9th Dean of the University of Toronto Faculty of Arts and Science
- In office 1959–1966
- Preceded by: Moffat St Andrew Woodside
- Succeeded by: Albert Derrick Allen

Personal details
- Born: Vincent Wheeler Bladen 14 August 1900 Stoke-on-Trent, England
- Died: 26 November 1981 (aged 81) Toronto, Ontario
- Education: Balliol College, Oxford
- Occupation: economist and academic
- Awards: Order of Canada

= Vincent Bladen =

Vincent Wheeler Bladen, (14 August 1900 - 26 November 1981) was a British-Canadian economist and professor at the University of Toronto.

Upon completing his degree at Balliol College, Oxford, Bladen began teaching at the University of Toronto in September 1921, where he later served as dean of the Faculty of Arts and Science from 1959 to 1966. In 1960, he was appointed Chairman of the Royal Commission on the Automotive Industry which helped to create the Canadian-American Automotive Agreement.
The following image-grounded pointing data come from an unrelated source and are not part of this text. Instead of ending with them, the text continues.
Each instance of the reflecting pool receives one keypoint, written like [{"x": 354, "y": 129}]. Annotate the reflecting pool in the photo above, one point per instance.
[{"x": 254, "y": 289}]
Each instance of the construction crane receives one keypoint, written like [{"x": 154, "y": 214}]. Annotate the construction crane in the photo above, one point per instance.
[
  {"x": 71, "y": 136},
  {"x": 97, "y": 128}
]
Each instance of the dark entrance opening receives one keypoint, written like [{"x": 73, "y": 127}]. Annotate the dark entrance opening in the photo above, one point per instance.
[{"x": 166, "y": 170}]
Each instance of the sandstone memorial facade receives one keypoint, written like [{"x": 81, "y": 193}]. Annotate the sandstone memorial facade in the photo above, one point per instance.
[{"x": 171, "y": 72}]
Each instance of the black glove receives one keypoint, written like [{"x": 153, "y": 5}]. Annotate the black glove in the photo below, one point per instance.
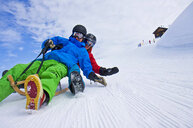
[
  {"x": 48, "y": 44},
  {"x": 108, "y": 71},
  {"x": 92, "y": 76}
]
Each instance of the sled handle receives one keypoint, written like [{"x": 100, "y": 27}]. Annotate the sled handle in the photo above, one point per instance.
[{"x": 15, "y": 86}]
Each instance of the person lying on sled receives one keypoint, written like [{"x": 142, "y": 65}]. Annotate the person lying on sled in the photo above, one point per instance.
[{"x": 57, "y": 62}]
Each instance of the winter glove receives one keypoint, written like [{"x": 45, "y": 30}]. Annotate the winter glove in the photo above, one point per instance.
[
  {"x": 108, "y": 71},
  {"x": 49, "y": 44},
  {"x": 95, "y": 78},
  {"x": 92, "y": 76}
]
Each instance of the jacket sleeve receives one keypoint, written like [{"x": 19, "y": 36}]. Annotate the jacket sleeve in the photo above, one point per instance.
[
  {"x": 85, "y": 63},
  {"x": 95, "y": 66}
]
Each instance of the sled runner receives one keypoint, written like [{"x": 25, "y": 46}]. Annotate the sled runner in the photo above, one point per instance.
[{"x": 15, "y": 85}]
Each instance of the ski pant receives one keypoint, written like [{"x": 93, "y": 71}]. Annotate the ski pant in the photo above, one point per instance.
[
  {"x": 50, "y": 75},
  {"x": 73, "y": 68}
]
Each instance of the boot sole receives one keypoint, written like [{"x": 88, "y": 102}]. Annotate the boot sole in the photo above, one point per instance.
[
  {"x": 77, "y": 83},
  {"x": 33, "y": 91}
]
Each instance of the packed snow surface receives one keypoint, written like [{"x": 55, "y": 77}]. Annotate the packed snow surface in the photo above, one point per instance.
[{"x": 153, "y": 89}]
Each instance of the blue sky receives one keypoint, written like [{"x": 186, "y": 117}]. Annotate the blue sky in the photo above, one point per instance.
[{"x": 25, "y": 24}]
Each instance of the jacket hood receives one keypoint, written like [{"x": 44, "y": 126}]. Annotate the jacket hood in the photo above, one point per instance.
[{"x": 76, "y": 42}]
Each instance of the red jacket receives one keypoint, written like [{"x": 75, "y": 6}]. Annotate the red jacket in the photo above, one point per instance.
[{"x": 95, "y": 66}]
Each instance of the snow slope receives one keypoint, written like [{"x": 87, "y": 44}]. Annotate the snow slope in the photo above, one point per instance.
[{"x": 152, "y": 90}]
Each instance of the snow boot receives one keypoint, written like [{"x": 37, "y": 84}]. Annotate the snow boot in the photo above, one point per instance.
[
  {"x": 34, "y": 93},
  {"x": 77, "y": 84}
]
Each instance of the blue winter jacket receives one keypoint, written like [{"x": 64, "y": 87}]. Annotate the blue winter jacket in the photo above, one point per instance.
[{"x": 73, "y": 52}]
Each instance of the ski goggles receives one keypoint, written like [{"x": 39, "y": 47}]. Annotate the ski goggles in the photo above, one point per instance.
[
  {"x": 78, "y": 34},
  {"x": 90, "y": 43}
]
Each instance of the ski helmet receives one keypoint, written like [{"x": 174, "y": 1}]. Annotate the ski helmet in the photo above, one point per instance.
[
  {"x": 91, "y": 37},
  {"x": 79, "y": 28}
]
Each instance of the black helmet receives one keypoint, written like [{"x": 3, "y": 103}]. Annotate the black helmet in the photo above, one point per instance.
[
  {"x": 79, "y": 28},
  {"x": 90, "y": 37}
]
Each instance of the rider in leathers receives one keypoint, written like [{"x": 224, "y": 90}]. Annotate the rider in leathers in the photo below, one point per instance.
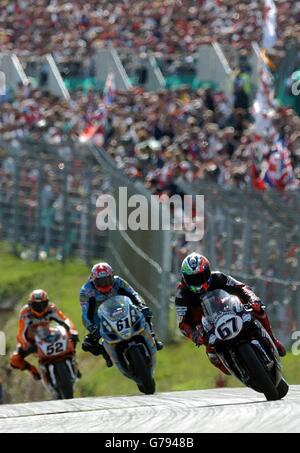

Bladen retired from teaching in 1969, but continued to give lectures.

Bladen was the founding editor of the Canadian Journal of Economics and Political Science. Several editions of Bladen's An Introduction to Political Economy were published during his lifetime. In 1962, he edited Canadian Population and Northern Colonization. In 1974, Bladen's book From Adam Smith to Maynard Keynes : the heritage of political economy was published. His memoirs, Bladen on Bladen, were published in 1978.

In 1976, Bladen was made an Officer of the Order of Canada, Canada's highest civilian honor. He was awarded an honorary Doctor of Laws from Carleton University in 1966 and York University in 1975.

The Bladen Wing at the University of Toronto Scarborough is named in his honour.